There is one last savior of the film I need mention. Todd Allen, whom I was introduced by our mutual friend Rob Pralgo, saved the film on more than one occasion.  The visual effects he created, both seen and unseen throughout our little short corrected and enhanced The Spoiled beyond anything I could have imagined.   I am in his debt as I am all of my creative collaborators.

If nothing else, raise your expectations of life

the spoiled cast

Now that the completed film has been published and achieved close to 4,000 views in two weeks’ time on a no-name channel with zero promotion, I can say it served its purpose.  No, we have not received that agent, studio or financier call asking, “What’s next, oh talented ones?” 
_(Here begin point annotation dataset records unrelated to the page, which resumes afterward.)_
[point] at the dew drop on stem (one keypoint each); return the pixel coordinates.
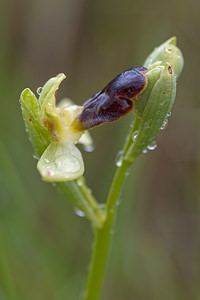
(79, 212)
(119, 158)
(164, 124)
(134, 136)
(152, 146)
(39, 90)
(89, 148)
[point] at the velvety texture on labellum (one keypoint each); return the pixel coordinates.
(115, 100)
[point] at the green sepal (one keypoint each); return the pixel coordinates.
(47, 98)
(167, 52)
(39, 136)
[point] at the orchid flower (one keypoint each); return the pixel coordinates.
(60, 128)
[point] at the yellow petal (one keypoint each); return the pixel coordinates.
(61, 162)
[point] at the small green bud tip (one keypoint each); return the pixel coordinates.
(169, 53)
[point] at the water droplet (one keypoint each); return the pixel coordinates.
(112, 232)
(127, 173)
(168, 50)
(50, 172)
(79, 212)
(134, 136)
(169, 114)
(164, 124)
(146, 125)
(89, 148)
(118, 202)
(152, 146)
(80, 181)
(119, 158)
(39, 90)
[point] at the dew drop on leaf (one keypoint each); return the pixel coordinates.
(134, 136)
(119, 158)
(89, 148)
(164, 124)
(152, 146)
(39, 90)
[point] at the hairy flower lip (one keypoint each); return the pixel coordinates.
(114, 100)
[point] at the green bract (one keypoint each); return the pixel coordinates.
(153, 106)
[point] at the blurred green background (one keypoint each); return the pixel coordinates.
(44, 246)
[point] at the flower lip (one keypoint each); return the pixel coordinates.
(115, 100)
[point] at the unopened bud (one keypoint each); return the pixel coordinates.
(169, 53)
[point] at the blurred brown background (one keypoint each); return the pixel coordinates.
(44, 246)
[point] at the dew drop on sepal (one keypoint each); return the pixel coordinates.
(39, 90)
(164, 124)
(152, 146)
(119, 158)
(89, 148)
(79, 212)
(134, 136)
(80, 181)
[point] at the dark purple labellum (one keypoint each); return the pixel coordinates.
(115, 100)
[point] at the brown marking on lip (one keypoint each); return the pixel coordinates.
(115, 100)
(170, 70)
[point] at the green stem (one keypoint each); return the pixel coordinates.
(80, 196)
(7, 281)
(103, 235)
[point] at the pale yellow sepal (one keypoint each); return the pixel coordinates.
(61, 162)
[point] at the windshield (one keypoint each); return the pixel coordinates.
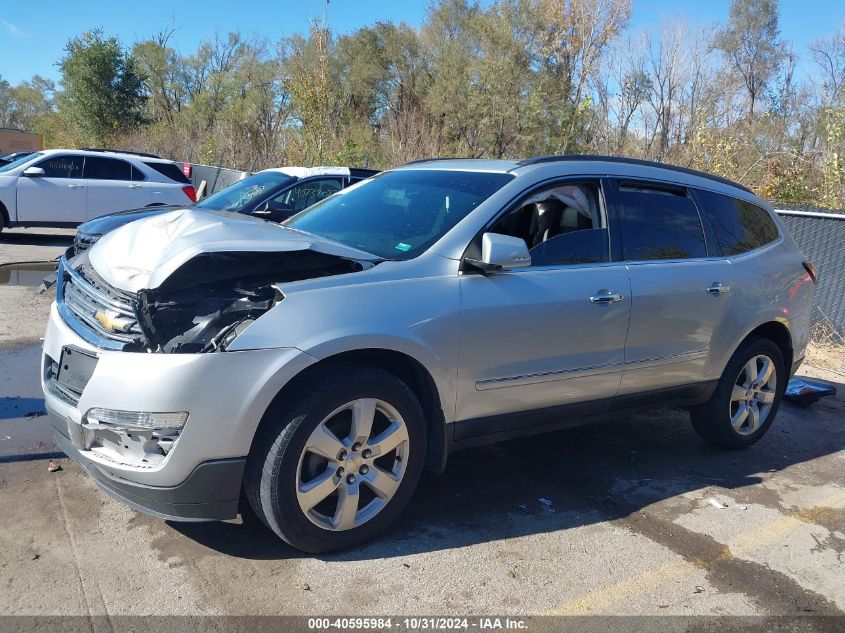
(237, 196)
(20, 161)
(399, 214)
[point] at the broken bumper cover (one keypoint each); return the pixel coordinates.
(192, 474)
(210, 493)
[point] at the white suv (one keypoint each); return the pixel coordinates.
(64, 187)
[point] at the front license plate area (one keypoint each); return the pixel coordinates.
(75, 368)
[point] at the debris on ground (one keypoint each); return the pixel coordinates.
(805, 391)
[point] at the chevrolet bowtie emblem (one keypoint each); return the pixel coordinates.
(112, 321)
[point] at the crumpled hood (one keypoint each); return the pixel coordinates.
(143, 254)
(109, 222)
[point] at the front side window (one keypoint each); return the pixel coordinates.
(739, 226)
(659, 223)
(62, 166)
(562, 225)
(241, 195)
(399, 214)
(169, 170)
(304, 194)
(20, 161)
(97, 168)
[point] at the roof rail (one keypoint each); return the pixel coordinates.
(119, 151)
(431, 160)
(630, 161)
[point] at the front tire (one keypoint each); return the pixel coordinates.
(336, 466)
(747, 397)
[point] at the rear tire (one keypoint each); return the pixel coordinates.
(747, 397)
(338, 464)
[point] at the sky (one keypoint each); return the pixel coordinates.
(33, 35)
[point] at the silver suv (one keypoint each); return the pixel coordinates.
(316, 368)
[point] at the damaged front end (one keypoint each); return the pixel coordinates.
(200, 308)
(189, 281)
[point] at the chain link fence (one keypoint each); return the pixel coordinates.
(821, 237)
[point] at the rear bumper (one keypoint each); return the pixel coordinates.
(209, 493)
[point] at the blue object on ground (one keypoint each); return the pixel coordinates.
(806, 391)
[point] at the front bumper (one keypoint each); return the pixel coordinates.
(211, 492)
(224, 393)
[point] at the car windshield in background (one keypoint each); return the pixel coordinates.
(399, 214)
(20, 161)
(237, 196)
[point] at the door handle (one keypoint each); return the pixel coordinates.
(716, 289)
(605, 296)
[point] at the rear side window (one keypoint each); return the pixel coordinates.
(170, 171)
(739, 226)
(62, 166)
(659, 223)
(98, 168)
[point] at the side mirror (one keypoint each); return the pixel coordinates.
(501, 252)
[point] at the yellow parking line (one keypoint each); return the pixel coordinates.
(641, 583)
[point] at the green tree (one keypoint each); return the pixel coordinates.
(103, 92)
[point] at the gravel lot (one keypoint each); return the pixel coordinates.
(635, 517)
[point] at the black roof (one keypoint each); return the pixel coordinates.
(119, 151)
(360, 172)
(630, 161)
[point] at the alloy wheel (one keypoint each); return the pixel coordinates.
(753, 394)
(352, 464)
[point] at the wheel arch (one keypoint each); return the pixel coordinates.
(408, 369)
(4, 215)
(779, 334)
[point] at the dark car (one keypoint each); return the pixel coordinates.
(273, 194)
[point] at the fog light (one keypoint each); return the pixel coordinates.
(137, 420)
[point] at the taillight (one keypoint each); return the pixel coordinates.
(811, 270)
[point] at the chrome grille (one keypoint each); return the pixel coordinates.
(82, 242)
(83, 297)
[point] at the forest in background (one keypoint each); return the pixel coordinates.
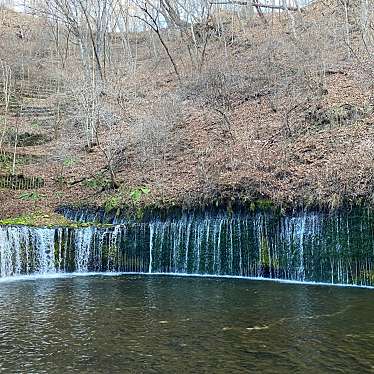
(186, 103)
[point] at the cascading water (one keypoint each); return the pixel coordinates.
(307, 246)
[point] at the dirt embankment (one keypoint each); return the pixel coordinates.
(277, 114)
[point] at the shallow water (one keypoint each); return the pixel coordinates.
(159, 324)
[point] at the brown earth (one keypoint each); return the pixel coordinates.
(323, 157)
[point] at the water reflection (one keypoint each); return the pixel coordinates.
(135, 324)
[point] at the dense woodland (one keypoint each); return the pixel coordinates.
(186, 103)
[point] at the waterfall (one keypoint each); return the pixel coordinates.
(305, 246)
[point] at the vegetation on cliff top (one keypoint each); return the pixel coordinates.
(187, 107)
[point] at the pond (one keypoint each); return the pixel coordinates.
(168, 324)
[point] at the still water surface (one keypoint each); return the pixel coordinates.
(160, 324)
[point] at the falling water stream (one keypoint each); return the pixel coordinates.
(304, 247)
What we did was elevate our expectations of ourselves in a uniquely depressing time. We brought creative types of all disciplines together for a few days to craft something that will live forever.  We toiled and laughed and sweat for a few crazed hours and then all scattered back to our own lives.

I can look back on these images and know they were willed into existence from a dark place but did not remain there. For those of you with a creative itch to scratch, no matter what your chosen medium, you know of what I speak. Now go forth and scratch it.

About the author

James Morley III is the author of “Sweetness Followed”, and co-writer of the feature films “Death of Me”, “Black Days” and some b-movies which we won’t talk about.